Operating revenue rose 4.5 percent to $8.68 billion. The results were slightly ahead of average analyst forecasts for earnings of 53 cents a share on revenue of $8.64 billion, according to Reuters Estimates.

BellSouth was the first of the U.S. regional phone companies to report this quarter. AT&T and Verizon Communications plan to report in coming weeks.

Stifel Nicolaus analyst Chris King said BellSouth's earnings were largely in-line with estimates, though the company's growth in high-speed Internet services beat his forecast.

BellSouth shares have recently traded in step with AT&T in anticipation of their deal.

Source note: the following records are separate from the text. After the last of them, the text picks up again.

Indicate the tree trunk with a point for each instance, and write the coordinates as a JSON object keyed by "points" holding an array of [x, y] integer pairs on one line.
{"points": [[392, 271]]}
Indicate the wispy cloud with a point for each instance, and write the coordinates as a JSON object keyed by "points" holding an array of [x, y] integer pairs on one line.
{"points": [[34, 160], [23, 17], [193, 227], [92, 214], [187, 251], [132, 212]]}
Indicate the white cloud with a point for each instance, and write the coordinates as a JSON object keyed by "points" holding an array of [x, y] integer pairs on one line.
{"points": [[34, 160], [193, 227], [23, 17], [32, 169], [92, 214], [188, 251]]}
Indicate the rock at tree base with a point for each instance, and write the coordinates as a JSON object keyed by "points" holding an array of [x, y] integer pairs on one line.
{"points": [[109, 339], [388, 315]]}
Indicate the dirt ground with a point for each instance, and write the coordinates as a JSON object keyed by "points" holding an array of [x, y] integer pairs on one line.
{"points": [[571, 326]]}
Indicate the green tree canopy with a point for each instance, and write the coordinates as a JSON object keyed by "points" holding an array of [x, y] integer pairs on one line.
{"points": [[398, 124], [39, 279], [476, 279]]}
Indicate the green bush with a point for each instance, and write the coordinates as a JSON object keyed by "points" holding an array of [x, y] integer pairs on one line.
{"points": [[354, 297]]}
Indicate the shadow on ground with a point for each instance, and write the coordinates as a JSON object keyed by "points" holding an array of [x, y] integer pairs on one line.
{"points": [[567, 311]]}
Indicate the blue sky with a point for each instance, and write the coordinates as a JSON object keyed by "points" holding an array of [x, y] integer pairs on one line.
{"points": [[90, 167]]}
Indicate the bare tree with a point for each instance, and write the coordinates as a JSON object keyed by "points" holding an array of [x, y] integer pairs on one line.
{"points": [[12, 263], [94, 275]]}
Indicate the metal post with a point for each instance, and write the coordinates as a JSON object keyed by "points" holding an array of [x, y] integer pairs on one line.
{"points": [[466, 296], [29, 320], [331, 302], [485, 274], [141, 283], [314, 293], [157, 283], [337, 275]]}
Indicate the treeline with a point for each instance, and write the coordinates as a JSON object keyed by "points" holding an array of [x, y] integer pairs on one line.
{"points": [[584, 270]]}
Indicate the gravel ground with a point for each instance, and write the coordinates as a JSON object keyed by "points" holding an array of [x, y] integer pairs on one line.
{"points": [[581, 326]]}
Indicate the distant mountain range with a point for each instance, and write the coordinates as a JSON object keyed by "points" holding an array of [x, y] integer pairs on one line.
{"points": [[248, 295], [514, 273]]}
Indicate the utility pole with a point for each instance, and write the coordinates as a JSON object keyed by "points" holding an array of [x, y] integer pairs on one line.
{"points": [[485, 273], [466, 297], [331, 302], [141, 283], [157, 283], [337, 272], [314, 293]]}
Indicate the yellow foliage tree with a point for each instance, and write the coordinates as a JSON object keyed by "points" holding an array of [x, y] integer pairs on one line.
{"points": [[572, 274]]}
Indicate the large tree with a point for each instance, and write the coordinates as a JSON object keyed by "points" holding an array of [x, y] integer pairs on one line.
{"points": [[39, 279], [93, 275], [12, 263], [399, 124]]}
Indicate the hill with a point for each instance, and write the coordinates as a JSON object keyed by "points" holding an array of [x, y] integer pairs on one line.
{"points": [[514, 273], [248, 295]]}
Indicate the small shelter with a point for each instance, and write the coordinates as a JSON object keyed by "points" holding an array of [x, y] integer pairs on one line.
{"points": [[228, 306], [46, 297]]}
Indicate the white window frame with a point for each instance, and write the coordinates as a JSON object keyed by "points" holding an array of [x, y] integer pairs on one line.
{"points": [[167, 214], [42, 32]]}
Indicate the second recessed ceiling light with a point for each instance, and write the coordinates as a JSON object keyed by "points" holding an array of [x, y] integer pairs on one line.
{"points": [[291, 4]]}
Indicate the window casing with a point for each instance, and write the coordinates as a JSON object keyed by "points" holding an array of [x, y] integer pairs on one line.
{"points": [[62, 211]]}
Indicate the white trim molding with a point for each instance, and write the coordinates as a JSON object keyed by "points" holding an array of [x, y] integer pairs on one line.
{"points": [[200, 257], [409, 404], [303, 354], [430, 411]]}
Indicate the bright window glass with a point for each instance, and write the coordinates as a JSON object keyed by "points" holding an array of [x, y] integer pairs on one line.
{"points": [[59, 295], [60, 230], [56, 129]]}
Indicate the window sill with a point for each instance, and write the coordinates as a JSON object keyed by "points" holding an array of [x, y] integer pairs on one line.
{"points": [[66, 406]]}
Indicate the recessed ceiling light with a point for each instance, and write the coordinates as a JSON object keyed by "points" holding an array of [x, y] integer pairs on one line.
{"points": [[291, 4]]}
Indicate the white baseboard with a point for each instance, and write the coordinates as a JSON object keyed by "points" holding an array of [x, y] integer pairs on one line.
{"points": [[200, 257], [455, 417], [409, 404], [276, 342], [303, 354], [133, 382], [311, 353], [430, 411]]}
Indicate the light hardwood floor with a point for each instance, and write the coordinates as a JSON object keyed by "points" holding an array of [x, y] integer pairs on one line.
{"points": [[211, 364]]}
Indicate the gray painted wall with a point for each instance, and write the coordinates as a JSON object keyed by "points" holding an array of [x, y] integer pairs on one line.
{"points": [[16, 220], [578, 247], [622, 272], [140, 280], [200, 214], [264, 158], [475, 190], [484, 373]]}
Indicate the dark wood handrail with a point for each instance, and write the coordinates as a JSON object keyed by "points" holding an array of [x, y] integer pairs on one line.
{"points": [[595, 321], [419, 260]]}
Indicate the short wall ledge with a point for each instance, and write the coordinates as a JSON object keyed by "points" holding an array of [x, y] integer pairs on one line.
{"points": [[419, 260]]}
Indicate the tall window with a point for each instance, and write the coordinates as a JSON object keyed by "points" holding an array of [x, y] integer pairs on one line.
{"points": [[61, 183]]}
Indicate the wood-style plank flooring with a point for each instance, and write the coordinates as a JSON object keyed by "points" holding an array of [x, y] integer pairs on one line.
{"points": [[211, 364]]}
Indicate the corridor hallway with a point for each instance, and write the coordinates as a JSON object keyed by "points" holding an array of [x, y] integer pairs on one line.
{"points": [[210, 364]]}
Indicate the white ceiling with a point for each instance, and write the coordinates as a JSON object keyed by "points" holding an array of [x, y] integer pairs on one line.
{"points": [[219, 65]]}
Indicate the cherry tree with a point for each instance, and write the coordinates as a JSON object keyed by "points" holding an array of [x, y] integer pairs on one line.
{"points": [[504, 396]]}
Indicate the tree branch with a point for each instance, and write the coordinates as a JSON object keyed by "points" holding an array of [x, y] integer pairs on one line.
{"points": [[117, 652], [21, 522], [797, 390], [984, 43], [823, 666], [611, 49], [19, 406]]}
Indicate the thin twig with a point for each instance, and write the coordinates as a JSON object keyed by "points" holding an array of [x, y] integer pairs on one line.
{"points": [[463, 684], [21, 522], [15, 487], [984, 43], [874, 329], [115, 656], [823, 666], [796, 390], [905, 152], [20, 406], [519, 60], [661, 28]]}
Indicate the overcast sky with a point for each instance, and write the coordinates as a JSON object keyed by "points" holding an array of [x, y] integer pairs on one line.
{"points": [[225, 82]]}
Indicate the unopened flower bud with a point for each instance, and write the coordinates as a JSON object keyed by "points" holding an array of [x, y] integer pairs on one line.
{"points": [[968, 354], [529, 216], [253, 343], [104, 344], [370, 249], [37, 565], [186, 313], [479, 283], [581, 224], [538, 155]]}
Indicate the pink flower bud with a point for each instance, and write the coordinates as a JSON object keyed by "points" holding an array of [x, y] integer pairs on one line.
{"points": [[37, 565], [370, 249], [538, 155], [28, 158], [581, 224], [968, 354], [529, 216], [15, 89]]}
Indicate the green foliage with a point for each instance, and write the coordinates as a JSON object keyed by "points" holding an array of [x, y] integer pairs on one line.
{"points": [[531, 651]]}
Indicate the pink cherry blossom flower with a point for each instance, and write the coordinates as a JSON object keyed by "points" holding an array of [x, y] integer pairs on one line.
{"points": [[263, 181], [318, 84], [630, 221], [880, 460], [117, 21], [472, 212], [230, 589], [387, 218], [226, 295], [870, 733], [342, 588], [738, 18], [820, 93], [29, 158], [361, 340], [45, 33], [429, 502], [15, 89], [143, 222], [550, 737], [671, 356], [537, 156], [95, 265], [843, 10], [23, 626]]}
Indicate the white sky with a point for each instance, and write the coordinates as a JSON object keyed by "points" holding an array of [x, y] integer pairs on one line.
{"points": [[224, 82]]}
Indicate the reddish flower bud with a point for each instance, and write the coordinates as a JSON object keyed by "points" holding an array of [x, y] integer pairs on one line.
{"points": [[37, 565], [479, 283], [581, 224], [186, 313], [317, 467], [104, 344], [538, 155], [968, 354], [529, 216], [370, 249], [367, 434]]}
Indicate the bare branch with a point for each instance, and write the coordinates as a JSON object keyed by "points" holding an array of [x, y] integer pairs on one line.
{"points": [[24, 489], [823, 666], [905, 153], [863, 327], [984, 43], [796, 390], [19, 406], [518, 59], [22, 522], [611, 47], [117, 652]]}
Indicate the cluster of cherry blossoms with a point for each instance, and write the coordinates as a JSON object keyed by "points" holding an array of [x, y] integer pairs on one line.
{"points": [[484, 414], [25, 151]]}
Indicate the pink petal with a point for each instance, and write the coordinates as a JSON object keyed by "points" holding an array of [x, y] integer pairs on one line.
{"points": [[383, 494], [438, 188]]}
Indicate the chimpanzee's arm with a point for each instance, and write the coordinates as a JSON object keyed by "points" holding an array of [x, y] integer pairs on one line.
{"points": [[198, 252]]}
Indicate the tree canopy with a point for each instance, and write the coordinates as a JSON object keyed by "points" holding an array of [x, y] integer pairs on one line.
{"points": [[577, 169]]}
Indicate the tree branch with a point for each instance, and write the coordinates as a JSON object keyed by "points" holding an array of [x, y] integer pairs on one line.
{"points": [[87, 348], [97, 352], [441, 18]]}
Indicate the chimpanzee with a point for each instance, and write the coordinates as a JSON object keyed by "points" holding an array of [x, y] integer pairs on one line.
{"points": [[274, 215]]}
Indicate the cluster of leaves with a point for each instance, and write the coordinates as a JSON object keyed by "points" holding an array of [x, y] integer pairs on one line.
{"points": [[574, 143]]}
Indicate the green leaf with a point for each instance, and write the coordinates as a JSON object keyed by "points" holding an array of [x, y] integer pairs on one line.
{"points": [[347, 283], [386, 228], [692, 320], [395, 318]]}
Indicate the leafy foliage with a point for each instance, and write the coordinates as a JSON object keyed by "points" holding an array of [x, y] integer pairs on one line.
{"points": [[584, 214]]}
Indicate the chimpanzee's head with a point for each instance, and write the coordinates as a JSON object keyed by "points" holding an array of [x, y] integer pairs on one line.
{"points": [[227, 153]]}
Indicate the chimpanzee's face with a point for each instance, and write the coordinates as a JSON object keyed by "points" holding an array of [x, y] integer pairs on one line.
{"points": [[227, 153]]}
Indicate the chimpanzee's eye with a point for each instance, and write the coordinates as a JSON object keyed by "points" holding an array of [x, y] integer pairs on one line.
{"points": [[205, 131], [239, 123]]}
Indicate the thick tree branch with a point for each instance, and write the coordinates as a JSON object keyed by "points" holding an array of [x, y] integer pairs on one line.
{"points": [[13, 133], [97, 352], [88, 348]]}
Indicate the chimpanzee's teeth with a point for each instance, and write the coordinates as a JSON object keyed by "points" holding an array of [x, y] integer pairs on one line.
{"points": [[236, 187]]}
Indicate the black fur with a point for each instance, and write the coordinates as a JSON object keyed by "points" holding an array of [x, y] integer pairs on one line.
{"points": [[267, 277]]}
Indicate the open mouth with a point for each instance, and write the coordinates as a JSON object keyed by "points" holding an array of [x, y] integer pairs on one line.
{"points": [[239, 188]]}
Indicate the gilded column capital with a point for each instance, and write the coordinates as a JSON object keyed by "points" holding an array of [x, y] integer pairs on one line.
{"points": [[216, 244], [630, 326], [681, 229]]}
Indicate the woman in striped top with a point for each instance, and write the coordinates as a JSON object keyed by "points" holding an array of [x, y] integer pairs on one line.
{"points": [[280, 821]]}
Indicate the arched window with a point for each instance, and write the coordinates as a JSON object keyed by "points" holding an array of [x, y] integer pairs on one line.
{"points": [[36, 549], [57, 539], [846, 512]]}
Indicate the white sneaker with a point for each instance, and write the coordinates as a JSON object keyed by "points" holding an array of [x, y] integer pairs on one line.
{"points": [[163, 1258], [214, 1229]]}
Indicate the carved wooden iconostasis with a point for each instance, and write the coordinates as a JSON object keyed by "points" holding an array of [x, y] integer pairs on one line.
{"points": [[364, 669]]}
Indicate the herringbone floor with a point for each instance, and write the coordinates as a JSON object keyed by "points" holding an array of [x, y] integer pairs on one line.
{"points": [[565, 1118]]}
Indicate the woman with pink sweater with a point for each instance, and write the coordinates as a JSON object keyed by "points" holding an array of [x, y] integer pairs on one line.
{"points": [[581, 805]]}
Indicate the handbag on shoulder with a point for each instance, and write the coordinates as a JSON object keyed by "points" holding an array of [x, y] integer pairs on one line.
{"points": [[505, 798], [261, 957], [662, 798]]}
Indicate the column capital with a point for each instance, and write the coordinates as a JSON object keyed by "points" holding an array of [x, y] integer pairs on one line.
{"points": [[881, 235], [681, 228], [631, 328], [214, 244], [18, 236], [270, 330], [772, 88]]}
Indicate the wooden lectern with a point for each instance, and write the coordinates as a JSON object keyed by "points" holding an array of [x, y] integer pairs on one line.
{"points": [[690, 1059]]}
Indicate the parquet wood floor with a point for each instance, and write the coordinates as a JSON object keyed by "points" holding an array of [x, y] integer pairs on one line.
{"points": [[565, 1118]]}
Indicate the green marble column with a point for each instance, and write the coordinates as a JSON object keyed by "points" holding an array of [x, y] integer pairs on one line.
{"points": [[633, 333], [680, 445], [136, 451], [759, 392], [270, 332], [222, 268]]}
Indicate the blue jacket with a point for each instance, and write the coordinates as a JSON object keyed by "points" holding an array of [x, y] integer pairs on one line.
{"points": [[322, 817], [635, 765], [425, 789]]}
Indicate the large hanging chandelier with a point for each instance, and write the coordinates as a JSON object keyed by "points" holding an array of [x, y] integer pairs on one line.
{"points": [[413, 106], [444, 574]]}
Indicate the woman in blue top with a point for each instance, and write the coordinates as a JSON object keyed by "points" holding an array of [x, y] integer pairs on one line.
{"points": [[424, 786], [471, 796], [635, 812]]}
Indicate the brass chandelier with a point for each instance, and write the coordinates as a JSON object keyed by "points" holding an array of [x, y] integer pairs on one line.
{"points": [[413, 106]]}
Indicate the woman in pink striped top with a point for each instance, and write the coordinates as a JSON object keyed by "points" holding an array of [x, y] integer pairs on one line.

BellSouth added 263,000 new high-speed Internet customers in the quarter, bringing its total number of broadband customers to 3.1 million. King said he had expected 245,000 new broadband customers.

Cingular said on Wednesday that it added 1.7 million new subscribers during the quarter, well ahead of analyst estimates. It had also reported a 9 percent increase in revenue to $9 billion.

BellSouth said its net profit, excluding Cingular, fell to 43 cents a share from 58 cents a share a year earlier, mainly due to a hefty gain the year before from the sale of its Latin American operations.

Shares of BellSouth have risen by almost a third in the last six months as investors bet that AT&T would buy the company.